A former Fullerton wrestler, Carroll had been athletic director since 1985, and once said it was the job he wanted for the rest of his life.

His departure comes after a series of budget crises, the latest nearly resulting in the discontinuation of the school’s Division I-A football program. As he resigns, the department is embarking on a two-year, $2.3-million fund-raising campaign that, if successful, will help save the football program, which appeared so close to being discontinued last month that Coach Gene Murphy had told recruits to consider going elsewhere.

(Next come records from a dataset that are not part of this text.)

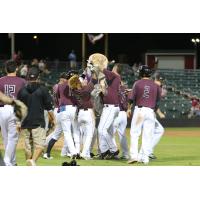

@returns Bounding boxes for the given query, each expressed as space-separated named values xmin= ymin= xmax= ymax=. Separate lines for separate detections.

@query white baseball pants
xmin=0 ymin=105 xmax=19 ymax=166
xmin=77 ymin=109 xmax=95 ymax=158
xmin=49 ymin=105 xmax=77 ymax=155
xmin=98 ymin=105 xmax=120 ymax=153
xmin=150 ymin=119 xmax=164 ymax=154
xmin=114 ymin=111 xmax=129 ymax=158
xmin=130 ymin=106 xmax=155 ymax=164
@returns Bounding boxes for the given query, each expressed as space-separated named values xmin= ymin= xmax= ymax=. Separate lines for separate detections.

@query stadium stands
xmin=0 ymin=61 xmax=200 ymax=119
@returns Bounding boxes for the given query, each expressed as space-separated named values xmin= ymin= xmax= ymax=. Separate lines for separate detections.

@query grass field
xmin=1 ymin=128 xmax=200 ymax=166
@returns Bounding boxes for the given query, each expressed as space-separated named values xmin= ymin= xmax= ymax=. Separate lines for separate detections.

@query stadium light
xmin=33 ymin=35 xmax=37 ymax=40
xmin=191 ymin=38 xmax=200 ymax=45
xmin=191 ymin=38 xmax=200 ymax=68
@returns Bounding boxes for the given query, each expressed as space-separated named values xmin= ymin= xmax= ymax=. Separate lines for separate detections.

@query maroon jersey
xmin=103 ymin=69 xmax=121 ymax=105
xmin=0 ymin=76 xmax=26 ymax=99
xmin=130 ymin=79 xmax=161 ymax=109
xmin=119 ymin=85 xmax=128 ymax=111
xmin=57 ymin=83 xmax=74 ymax=106
xmin=72 ymin=82 xmax=94 ymax=109
xmin=53 ymin=84 xmax=59 ymax=108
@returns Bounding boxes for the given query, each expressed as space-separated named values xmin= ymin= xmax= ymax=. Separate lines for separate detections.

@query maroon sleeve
xmin=129 ymin=82 xmax=137 ymax=101
xmin=103 ymin=69 xmax=118 ymax=81
xmin=81 ymin=82 xmax=94 ymax=95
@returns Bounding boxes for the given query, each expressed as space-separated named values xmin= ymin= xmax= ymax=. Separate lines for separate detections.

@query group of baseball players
xmin=0 ymin=53 xmax=165 ymax=166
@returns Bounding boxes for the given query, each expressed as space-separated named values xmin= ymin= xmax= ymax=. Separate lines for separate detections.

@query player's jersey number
xmin=4 ymin=85 xmax=15 ymax=98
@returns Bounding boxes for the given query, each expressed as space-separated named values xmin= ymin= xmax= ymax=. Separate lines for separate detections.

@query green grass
xmin=1 ymin=128 xmax=200 ymax=166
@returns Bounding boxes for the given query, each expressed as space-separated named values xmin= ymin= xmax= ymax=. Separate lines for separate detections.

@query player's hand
xmin=126 ymin=109 xmax=132 ymax=118
xmin=159 ymin=113 xmax=165 ymax=119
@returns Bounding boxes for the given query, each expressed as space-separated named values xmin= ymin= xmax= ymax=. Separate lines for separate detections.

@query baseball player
xmin=44 ymin=71 xmax=72 ymax=159
xmin=0 ymin=91 xmax=27 ymax=166
xmin=114 ymin=80 xmax=129 ymax=160
xmin=88 ymin=53 xmax=121 ymax=159
xmin=0 ymin=61 xmax=26 ymax=166
xmin=43 ymin=71 xmax=78 ymax=159
xmin=149 ymin=74 xmax=167 ymax=159
xmin=18 ymin=67 xmax=55 ymax=166
xmin=127 ymin=65 xmax=161 ymax=164
xmin=112 ymin=63 xmax=129 ymax=160
xmin=69 ymin=75 xmax=96 ymax=160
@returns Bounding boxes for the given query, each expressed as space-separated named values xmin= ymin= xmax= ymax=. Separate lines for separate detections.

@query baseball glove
xmin=12 ymin=100 xmax=28 ymax=121
xmin=68 ymin=75 xmax=81 ymax=89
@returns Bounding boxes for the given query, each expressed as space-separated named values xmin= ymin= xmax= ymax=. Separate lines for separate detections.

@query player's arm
xmin=0 ymin=91 xmax=13 ymax=105
xmin=103 ymin=69 xmax=118 ymax=81
xmin=43 ymin=88 xmax=55 ymax=127
xmin=156 ymin=108 xmax=165 ymax=119
xmin=127 ymin=83 xmax=137 ymax=117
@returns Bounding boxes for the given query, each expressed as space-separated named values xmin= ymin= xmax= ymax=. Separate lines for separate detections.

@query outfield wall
xmin=128 ymin=118 xmax=200 ymax=127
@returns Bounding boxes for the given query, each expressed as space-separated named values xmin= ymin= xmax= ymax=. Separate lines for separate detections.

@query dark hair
xmin=114 ymin=63 xmax=123 ymax=75
xmin=59 ymin=72 xmax=68 ymax=79
xmin=5 ymin=60 xmax=17 ymax=74
xmin=28 ymin=67 xmax=40 ymax=80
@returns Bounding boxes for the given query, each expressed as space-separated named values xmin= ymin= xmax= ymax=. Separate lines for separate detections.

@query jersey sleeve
xmin=128 ymin=83 xmax=137 ymax=102
xmin=42 ymin=87 xmax=53 ymax=111
xmin=103 ymin=69 xmax=117 ymax=81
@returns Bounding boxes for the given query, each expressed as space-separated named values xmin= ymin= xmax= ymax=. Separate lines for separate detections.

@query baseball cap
xmin=28 ymin=67 xmax=40 ymax=80
xmin=67 ymin=70 xmax=78 ymax=80
xmin=59 ymin=72 xmax=67 ymax=79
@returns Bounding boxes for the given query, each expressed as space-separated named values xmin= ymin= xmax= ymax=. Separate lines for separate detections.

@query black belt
xmin=104 ymin=104 xmax=119 ymax=107
xmin=80 ymin=108 xmax=92 ymax=110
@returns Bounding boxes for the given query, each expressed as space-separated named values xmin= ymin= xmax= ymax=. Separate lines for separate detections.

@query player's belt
xmin=104 ymin=104 xmax=119 ymax=107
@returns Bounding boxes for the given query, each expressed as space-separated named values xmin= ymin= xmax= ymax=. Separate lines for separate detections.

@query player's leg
xmin=44 ymin=110 xmax=49 ymax=132
xmin=150 ymin=119 xmax=164 ymax=158
xmin=128 ymin=107 xmax=144 ymax=164
xmin=0 ymin=107 xmax=11 ymax=165
xmin=43 ymin=113 xmax=62 ymax=159
xmin=141 ymin=108 xmax=155 ymax=164
xmin=79 ymin=109 xmax=95 ymax=160
xmin=72 ymin=119 xmax=81 ymax=154
xmin=118 ymin=111 xmax=129 ymax=159
xmin=98 ymin=106 xmax=119 ymax=156
xmin=32 ymin=127 xmax=46 ymax=163
xmin=5 ymin=113 xmax=19 ymax=166
xmin=60 ymin=107 xmax=77 ymax=156
xmin=21 ymin=129 xmax=33 ymax=160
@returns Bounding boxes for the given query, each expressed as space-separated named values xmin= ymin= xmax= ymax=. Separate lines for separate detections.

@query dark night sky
xmin=0 ymin=33 xmax=200 ymax=63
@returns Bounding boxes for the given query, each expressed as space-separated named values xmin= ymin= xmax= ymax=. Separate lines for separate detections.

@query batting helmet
xmin=67 ymin=70 xmax=78 ymax=80
xmin=138 ymin=65 xmax=152 ymax=77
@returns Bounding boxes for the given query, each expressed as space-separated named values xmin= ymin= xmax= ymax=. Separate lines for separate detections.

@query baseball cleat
xmin=106 ymin=150 xmax=119 ymax=160
xmin=149 ymin=153 xmax=157 ymax=160
xmin=97 ymin=150 xmax=110 ymax=160
xmin=90 ymin=152 xmax=95 ymax=158
xmin=81 ymin=156 xmax=93 ymax=160
xmin=119 ymin=156 xmax=129 ymax=160
xmin=26 ymin=159 xmax=36 ymax=166
xmin=43 ymin=153 xmax=53 ymax=160
xmin=127 ymin=159 xmax=137 ymax=164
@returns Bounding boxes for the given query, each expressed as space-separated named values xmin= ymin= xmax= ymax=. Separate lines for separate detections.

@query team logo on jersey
xmin=143 ymin=85 xmax=150 ymax=99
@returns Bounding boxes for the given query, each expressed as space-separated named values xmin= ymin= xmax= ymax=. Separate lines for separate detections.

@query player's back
xmin=133 ymin=79 xmax=160 ymax=109
xmin=0 ymin=76 xmax=26 ymax=99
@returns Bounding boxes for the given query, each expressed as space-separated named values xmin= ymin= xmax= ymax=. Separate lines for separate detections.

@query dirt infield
xmin=0 ymin=128 xmax=200 ymax=149
xmin=165 ymin=129 xmax=200 ymax=137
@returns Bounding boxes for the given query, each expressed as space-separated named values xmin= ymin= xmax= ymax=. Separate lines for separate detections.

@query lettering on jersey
xmin=4 ymin=85 xmax=15 ymax=98
xmin=143 ymin=85 xmax=150 ymax=99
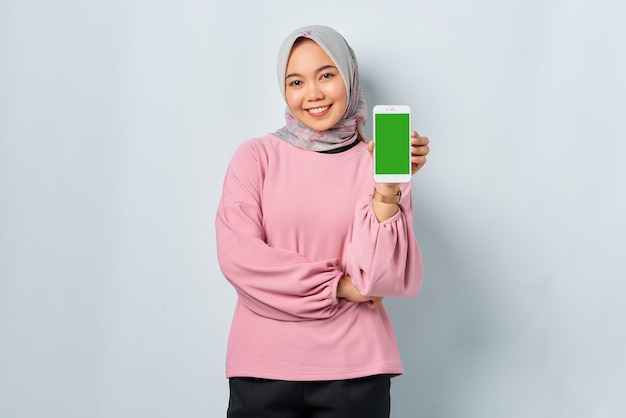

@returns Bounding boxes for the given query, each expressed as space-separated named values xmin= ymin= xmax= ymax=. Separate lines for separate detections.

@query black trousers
xmin=227 ymin=375 xmax=391 ymax=418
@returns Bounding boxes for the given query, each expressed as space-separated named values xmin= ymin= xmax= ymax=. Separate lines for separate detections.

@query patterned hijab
xmin=276 ymin=25 xmax=367 ymax=151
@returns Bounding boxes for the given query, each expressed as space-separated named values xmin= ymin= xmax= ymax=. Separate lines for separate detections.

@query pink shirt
xmin=216 ymin=134 xmax=423 ymax=380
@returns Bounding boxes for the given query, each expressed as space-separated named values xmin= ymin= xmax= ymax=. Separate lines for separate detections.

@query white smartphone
xmin=372 ymin=105 xmax=411 ymax=183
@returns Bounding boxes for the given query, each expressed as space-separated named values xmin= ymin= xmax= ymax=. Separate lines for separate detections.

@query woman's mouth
xmin=307 ymin=105 xmax=332 ymax=117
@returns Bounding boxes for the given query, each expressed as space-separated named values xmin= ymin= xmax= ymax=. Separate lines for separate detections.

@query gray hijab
xmin=276 ymin=25 xmax=367 ymax=151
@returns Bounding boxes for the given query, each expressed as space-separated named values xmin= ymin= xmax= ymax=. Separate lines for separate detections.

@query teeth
xmin=309 ymin=106 xmax=329 ymax=115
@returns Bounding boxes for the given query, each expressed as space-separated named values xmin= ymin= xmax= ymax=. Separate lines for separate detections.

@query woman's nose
xmin=306 ymin=83 xmax=324 ymax=101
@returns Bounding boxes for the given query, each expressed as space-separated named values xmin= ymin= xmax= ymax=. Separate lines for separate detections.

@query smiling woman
xmin=216 ymin=26 xmax=428 ymax=418
xmin=285 ymin=38 xmax=347 ymax=131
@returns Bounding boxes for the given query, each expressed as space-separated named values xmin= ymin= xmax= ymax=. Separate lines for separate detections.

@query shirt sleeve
xmin=216 ymin=141 xmax=344 ymax=321
xmin=347 ymin=184 xmax=424 ymax=297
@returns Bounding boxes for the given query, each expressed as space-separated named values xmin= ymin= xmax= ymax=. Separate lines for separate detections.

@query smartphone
xmin=373 ymin=105 xmax=411 ymax=183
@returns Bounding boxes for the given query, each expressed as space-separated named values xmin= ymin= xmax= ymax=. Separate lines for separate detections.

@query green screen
xmin=375 ymin=113 xmax=411 ymax=174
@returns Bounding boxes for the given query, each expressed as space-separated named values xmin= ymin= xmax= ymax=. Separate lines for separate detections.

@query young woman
xmin=216 ymin=26 xmax=429 ymax=418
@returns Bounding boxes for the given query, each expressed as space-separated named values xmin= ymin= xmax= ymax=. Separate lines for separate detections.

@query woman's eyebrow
xmin=285 ymin=64 xmax=337 ymax=78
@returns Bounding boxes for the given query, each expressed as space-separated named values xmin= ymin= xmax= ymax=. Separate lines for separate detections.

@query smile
xmin=307 ymin=105 xmax=330 ymax=116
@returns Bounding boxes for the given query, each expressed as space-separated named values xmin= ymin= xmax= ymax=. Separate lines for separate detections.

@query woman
xmin=216 ymin=26 xmax=429 ymax=418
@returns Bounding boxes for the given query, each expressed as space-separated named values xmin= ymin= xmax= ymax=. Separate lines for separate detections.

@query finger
xmin=411 ymin=145 xmax=430 ymax=156
xmin=411 ymin=136 xmax=430 ymax=146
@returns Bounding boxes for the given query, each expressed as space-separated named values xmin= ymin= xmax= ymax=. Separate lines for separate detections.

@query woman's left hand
xmin=411 ymin=131 xmax=430 ymax=174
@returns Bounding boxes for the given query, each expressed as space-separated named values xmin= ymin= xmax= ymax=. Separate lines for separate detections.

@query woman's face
xmin=285 ymin=39 xmax=347 ymax=131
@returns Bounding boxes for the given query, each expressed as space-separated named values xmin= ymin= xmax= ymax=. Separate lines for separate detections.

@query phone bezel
xmin=372 ymin=105 xmax=411 ymax=183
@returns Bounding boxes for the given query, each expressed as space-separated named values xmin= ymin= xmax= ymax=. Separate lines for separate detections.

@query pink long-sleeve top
xmin=216 ymin=134 xmax=423 ymax=381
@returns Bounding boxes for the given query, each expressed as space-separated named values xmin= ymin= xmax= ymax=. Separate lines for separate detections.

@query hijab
xmin=276 ymin=25 xmax=367 ymax=152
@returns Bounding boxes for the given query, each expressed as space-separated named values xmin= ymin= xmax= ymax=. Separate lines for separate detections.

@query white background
xmin=0 ymin=0 xmax=626 ymax=418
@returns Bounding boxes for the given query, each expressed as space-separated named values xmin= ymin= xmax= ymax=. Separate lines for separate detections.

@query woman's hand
xmin=337 ymin=276 xmax=383 ymax=309
xmin=411 ymin=131 xmax=430 ymax=174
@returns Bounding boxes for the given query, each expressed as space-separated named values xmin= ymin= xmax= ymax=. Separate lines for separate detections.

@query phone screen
xmin=374 ymin=113 xmax=411 ymax=174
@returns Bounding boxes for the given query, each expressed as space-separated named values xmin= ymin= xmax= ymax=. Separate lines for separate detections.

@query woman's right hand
xmin=337 ymin=276 xmax=383 ymax=309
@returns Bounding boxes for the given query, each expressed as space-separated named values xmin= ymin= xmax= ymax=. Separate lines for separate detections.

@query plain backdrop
xmin=0 ymin=0 xmax=626 ymax=418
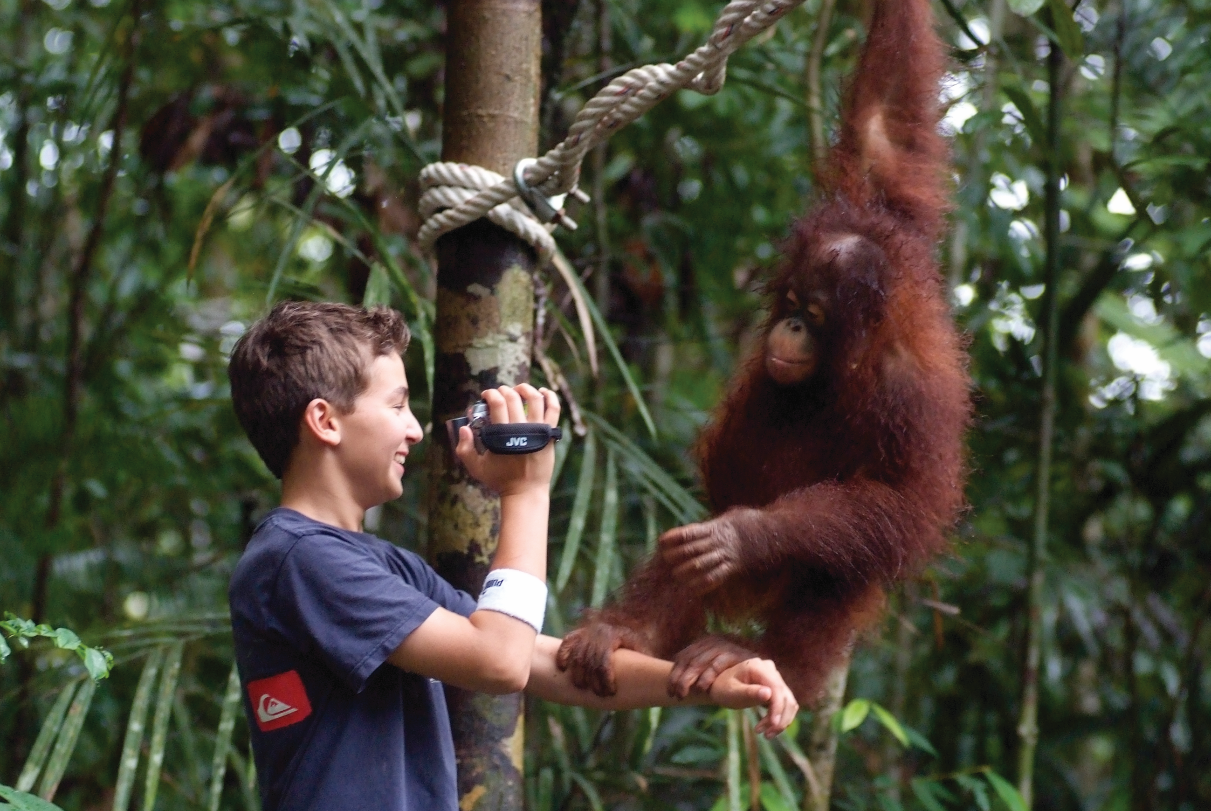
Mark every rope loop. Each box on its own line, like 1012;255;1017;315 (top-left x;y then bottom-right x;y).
417;0;804;265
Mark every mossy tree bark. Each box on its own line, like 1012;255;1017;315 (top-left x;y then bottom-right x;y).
1017;28;1063;810
429;0;541;811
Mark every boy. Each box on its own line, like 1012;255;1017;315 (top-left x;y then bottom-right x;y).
229;303;798;811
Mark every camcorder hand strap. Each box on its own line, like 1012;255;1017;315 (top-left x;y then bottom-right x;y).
480;422;563;455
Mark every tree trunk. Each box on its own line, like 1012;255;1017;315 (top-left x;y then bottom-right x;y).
1017;30;1063;809
429;0;541;811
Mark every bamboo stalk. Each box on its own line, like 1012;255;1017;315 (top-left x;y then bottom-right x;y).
803;654;850;811
113;648;163;811
427;0;543;811
1017;30;1063;809
805;0;837;173
206;665;240;811
16;681;76;792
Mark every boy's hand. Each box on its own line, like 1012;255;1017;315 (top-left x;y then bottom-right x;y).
707;658;799;738
454;383;559;496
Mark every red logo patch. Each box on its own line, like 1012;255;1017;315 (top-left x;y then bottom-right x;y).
248;671;311;732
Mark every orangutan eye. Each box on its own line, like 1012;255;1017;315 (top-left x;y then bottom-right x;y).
803;304;825;327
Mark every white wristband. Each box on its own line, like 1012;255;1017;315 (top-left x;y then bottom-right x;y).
476;569;546;633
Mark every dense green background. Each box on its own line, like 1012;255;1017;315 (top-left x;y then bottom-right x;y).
0;0;1211;811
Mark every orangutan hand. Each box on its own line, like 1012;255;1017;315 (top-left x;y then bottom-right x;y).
660;514;740;597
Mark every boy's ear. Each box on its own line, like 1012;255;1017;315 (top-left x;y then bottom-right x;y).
303;397;340;447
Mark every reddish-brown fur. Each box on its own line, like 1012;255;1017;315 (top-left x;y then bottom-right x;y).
559;0;970;702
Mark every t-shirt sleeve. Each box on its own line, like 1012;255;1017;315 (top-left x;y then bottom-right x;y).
275;535;438;692
391;546;476;616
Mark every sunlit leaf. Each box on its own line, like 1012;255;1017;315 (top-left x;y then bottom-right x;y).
38;679;97;800
113;648;163;811
143;642;185;811
985;769;1027;811
80;645;114;681
911;777;946;811
555;430;597;592
206;663;240;811
1009;0;1045;17
589;449;618;608
0;784;63;811
840;698;871;735
1048;0;1085;59
871;701;908;746
17;681;76;792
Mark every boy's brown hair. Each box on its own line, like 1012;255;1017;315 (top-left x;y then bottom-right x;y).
228;301;411;478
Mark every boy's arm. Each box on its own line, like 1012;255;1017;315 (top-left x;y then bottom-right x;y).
526;635;799;737
388;384;559;694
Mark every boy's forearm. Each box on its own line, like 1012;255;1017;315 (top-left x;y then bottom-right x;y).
492;488;551;581
526;635;711;709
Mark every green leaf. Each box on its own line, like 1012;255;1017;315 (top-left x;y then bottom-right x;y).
912;777;946;811
555;430;597;592
954;775;992;811
1094;292;1207;383
113;648;163;811
76;645;114;681
584;412;707;524
901;724;937;758
51;628;80;650
362;261;391;307
1004;85;1048;145
572;771;606;811
840;698;871;735
143;642;185;811
206;663;240;811
572;262;656;438
38;679;97;801
1009;0;1043;17
761;783;796;811
745;731;798;809
0;784;63;811
589;448;618;608
985;769;1027;811
551;420;572;493
724;709;741;811
1048;0;1085;59
17;681;76;792
871;701;908;747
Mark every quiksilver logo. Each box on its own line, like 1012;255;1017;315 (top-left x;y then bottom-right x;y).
247;671;311;732
257;692;299;724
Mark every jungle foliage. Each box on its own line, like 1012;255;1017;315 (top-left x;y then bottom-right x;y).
0;0;1211;811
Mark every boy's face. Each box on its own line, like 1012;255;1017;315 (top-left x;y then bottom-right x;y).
338;352;424;510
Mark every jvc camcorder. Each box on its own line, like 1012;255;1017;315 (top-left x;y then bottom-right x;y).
446;399;563;455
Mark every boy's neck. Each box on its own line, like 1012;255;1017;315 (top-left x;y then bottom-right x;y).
282;464;366;533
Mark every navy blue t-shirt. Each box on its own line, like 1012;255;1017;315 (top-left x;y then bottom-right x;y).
228;508;475;811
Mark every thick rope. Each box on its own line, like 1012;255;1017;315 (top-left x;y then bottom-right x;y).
417;0;804;265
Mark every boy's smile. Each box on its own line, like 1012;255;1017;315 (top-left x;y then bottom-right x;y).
337;352;424;508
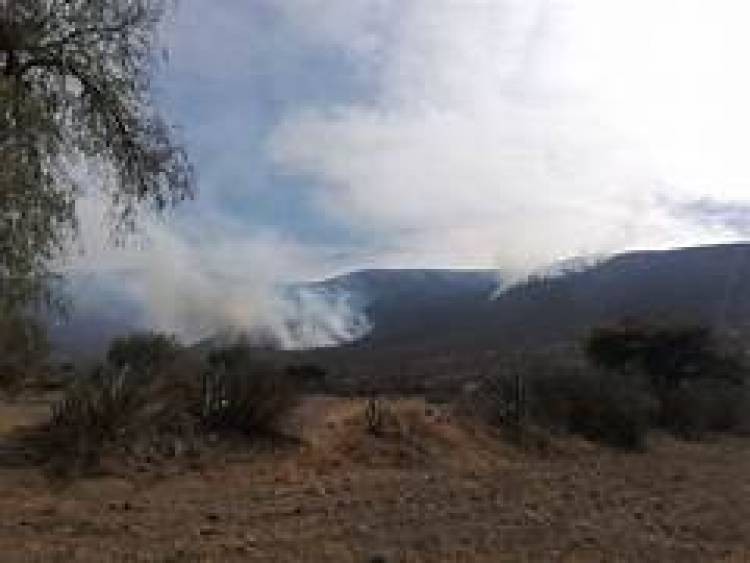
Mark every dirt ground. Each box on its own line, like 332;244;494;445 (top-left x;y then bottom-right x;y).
0;398;750;563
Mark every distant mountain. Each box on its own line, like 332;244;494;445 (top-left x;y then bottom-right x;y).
297;244;750;396
45;244;750;379
308;269;499;345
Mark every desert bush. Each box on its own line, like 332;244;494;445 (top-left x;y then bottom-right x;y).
585;323;748;438
40;335;297;472
528;367;655;449
285;363;327;392
107;332;183;377
659;379;750;439
46;366;149;468
0;315;49;395
206;342;299;435
584;322;747;393
472;357;653;450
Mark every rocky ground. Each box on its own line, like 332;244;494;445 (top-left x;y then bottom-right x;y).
0;398;750;562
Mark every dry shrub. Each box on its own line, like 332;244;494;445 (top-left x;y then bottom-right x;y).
470;357;653;450
42;339;297;476
45;366;153;470
585;321;750;438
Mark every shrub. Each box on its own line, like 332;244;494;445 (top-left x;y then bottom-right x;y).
40;339;297;471
584;322;746;393
47;366;148;469
659;379;750;439
206;342;299;435
474;358;653;449
529;369;654;449
107;332;182;377
585;323;748;438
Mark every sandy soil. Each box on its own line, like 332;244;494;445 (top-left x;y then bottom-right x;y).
0;398;750;562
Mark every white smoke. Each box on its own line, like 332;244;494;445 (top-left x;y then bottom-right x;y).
69;198;370;349
270;0;750;276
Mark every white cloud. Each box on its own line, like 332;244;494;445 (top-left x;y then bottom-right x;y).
270;0;750;278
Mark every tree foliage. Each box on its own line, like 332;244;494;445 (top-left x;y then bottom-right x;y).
0;0;193;310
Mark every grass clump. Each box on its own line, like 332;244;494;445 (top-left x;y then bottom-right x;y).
41;334;297;472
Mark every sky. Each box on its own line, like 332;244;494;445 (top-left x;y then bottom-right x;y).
67;0;750;346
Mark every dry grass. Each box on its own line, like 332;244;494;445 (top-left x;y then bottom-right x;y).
0;398;750;561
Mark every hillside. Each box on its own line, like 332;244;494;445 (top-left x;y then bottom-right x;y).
298;244;750;393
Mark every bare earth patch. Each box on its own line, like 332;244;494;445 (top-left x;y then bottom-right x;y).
0;398;750;561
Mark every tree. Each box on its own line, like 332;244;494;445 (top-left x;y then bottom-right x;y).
585;323;746;395
0;0;194;307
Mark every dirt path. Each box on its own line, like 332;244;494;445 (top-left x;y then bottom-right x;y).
0;399;750;561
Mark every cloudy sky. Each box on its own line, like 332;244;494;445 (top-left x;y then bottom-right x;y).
67;0;750;344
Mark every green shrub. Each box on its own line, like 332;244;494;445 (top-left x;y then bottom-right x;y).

It was the athletic administration, headed by Carroll, that made the original recommendation three weeks ago to drop football because of state budget cuts. That recommendation was sent to the athletics’ council, which passed it on to Gordon. Gordon decided to keep football, but not before serious damage, caused by apparent miscommunication between Gordon, Carroll and Murphy, was inflicted on the program.

“I think he’s like a man with 18-million pounds of weight off his shoulders today,” Murphy said of Carroll on Thursday.

Fullerton coaches and officials said Carroll was under no pressure to leave. He will take a salary cut, believed to be less than $10,000, by changing jobs. Carroll’s salary at Fullerton was recently increased to $72,000. His salary at Irvine will fall in the “mid-range” of the position’s scale of $45,700 to $68,600, Irvine’s Ford said.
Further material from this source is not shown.